Щелкнул замок, заскрежетали петли.
Ксандр сглотнул. Там, за дверью, его женщина. Жена. Любимая. Сердце пропустило несколько ударов, прежде чем надзиратель посторонился, освобождая проход. Юля лежала, поджав колени и обхватив себя руками, в темной (фонарь надсмотрщик принес с собой) камере на куче прелой соломы. Одета она была в длинное платье, открывавшее лишь кисти и стопы. Не вскочила, даже не обернулась на гулкие звуки шагов. Что с ней? Без сознания или демонстративно не замечает мучителей?
Что они с ней делали?! Пытали?
Ксандр осторожно шагнул вперед, опустился на корточки, тронул ее плечо:
— Юля… Юлька…
Юльку остригли почти налысо, но Ксандр узнал и спину, и плечи… Перед ним — его жена, пусть и лишенная роскошной шевелюры.

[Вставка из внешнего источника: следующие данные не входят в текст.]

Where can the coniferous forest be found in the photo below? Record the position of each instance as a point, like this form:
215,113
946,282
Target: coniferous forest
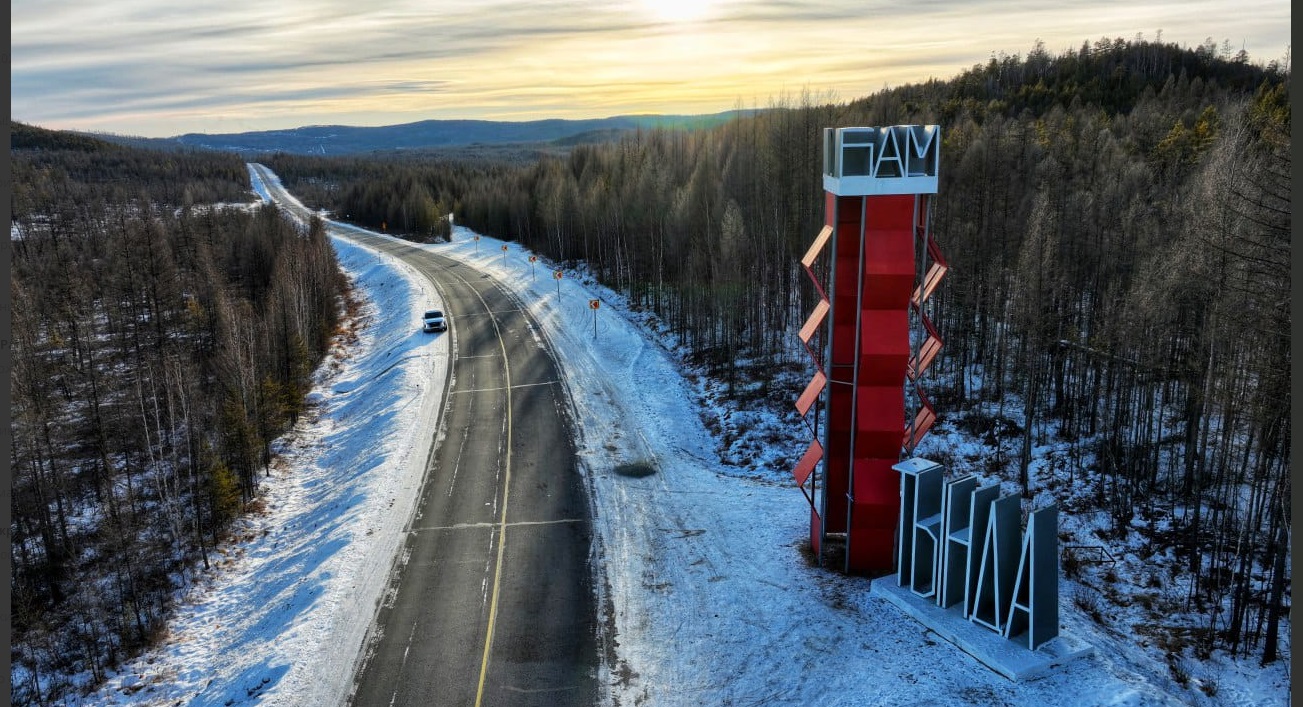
1117,221
163,335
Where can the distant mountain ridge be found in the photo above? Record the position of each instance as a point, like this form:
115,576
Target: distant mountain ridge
340,139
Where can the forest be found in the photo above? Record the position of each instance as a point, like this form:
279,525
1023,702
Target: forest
1117,221
163,335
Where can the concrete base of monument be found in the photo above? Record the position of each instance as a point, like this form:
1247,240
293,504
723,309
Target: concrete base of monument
1007,658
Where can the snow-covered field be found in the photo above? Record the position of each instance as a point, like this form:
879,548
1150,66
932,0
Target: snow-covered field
713,600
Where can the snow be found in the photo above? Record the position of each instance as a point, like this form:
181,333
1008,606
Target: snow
713,600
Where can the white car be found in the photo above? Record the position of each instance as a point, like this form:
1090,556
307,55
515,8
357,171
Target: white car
434,322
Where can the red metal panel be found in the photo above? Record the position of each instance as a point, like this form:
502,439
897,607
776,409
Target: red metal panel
812,456
811,393
867,317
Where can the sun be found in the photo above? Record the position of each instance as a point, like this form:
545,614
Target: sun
676,11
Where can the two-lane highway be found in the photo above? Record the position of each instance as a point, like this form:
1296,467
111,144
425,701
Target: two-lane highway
494,602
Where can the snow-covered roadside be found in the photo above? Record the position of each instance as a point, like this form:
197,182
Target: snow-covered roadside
283,615
712,599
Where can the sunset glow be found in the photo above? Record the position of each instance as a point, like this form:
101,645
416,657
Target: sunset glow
150,68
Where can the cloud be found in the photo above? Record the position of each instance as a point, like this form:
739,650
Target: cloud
153,67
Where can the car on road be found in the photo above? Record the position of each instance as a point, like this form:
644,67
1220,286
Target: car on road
434,320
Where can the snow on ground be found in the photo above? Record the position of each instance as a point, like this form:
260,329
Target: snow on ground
712,599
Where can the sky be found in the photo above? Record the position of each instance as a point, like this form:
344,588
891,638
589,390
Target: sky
159,68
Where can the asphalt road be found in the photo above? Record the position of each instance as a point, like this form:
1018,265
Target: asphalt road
494,603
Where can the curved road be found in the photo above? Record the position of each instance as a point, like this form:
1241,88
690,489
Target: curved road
494,602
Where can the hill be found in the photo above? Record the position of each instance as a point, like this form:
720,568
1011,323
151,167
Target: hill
344,139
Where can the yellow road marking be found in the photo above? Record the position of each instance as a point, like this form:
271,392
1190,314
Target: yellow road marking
502,518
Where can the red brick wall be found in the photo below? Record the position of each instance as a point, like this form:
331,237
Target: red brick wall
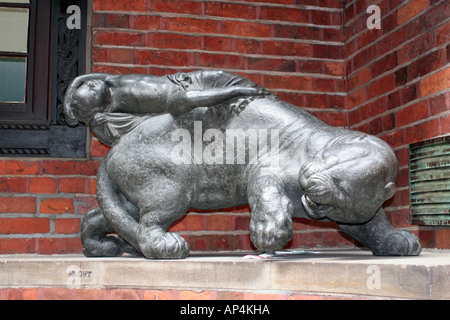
295,51
398,85
315,54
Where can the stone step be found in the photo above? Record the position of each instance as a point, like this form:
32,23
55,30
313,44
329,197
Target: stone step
330,272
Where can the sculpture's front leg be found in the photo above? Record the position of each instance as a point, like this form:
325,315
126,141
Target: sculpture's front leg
271,218
382,238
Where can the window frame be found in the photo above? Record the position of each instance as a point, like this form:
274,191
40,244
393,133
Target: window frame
40,130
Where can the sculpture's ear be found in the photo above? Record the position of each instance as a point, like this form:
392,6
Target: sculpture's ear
389,190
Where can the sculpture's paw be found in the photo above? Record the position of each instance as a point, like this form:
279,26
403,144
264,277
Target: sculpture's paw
270,236
401,243
104,247
166,245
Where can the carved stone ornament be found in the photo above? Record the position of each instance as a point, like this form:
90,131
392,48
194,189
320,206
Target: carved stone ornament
210,140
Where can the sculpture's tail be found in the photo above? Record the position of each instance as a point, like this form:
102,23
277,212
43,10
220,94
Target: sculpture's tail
113,208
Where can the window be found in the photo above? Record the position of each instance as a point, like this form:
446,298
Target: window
39,57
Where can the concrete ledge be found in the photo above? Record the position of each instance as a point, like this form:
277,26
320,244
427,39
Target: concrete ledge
349,272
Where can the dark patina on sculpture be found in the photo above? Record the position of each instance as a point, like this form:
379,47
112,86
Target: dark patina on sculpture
321,172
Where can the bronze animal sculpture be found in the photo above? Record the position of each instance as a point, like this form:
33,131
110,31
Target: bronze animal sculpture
317,172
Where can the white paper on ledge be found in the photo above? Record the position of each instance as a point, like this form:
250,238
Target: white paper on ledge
278,254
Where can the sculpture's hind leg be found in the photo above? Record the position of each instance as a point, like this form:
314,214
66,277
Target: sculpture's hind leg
271,218
96,240
382,238
152,236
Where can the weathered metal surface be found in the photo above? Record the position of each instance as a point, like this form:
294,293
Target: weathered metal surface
429,181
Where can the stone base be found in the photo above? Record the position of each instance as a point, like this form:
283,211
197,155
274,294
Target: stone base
353,274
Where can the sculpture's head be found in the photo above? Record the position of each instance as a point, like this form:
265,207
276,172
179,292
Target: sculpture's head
81,103
349,179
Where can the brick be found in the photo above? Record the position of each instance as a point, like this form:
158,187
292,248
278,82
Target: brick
409,93
426,64
246,29
111,20
99,54
384,64
411,9
72,185
442,239
18,167
120,38
125,56
438,104
230,10
412,113
242,222
285,14
310,66
388,122
150,23
416,48
334,68
327,51
130,5
394,139
219,61
118,69
288,82
24,225
174,41
364,57
56,205
70,167
333,34
218,44
391,41
336,119
297,99
422,131
401,76
374,108
368,37
248,46
186,7
434,83
316,101
324,85
394,100
83,204
443,34
297,32
188,223
59,246
356,98
13,185
359,78
18,205
381,86
191,25
220,223
11,246
320,17
42,185
67,226
160,57
271,64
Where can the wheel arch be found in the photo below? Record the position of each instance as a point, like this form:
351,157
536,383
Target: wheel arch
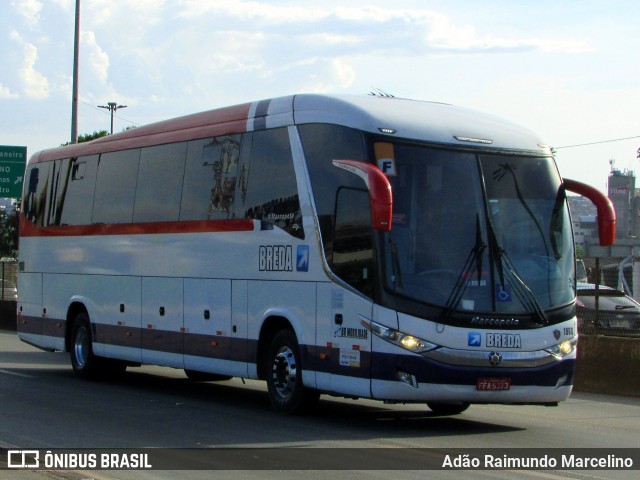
76,307
270,328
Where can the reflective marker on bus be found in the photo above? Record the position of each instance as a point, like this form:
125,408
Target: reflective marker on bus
368,247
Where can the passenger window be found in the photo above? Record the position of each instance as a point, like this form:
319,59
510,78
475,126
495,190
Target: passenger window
35,198
272,191
211,177
75,184
115,187
352,256
159,185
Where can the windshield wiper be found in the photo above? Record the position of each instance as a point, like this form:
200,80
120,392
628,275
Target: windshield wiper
474,259
500,259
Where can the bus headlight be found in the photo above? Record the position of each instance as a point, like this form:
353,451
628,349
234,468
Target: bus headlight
563,349
404,340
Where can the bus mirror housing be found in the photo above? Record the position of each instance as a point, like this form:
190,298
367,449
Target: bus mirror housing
606,212
379,191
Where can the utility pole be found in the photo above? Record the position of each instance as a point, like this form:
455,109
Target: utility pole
74,95
112,107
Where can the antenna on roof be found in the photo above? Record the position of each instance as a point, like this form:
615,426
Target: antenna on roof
377,92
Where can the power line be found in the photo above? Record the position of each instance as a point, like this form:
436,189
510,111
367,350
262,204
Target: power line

Бедная. Тяжело ей пришлось.
— Юля, — Ксандр осторожно погладил Юлю по голове — короткие волосы защекотали ладонь. — Я заберу тебя.
Надзиратель, пыхтевший за спиной, хмыкнул. Ксандр решил, что убьет его чуть позже, сейчас он не мог отвлекаться на такие пустяки.
Юлькины пальцы были бледно-желтыми.
Ксандр встал на колени и обеими руками потянулся к жене. Юлька реагировала странно: сжималась, не издавала ни звука, но отмахиваться не пыталась. Ксандр попытался перевернуть ее на спину — бесполезно.
Вот ведь упрямица! Да, у нее есть право обижаться, но он же не виноват!
— Юлька, — с нарочитой строгостью сказал Ксандр, — прекрати. Да, тебе было нелегко. Но ты таких дел натворила, тебя казнили бы, если бы не я. Ну-ка посмотри на меня. Ну, посмотри на меня, девочка, всему можно помочь…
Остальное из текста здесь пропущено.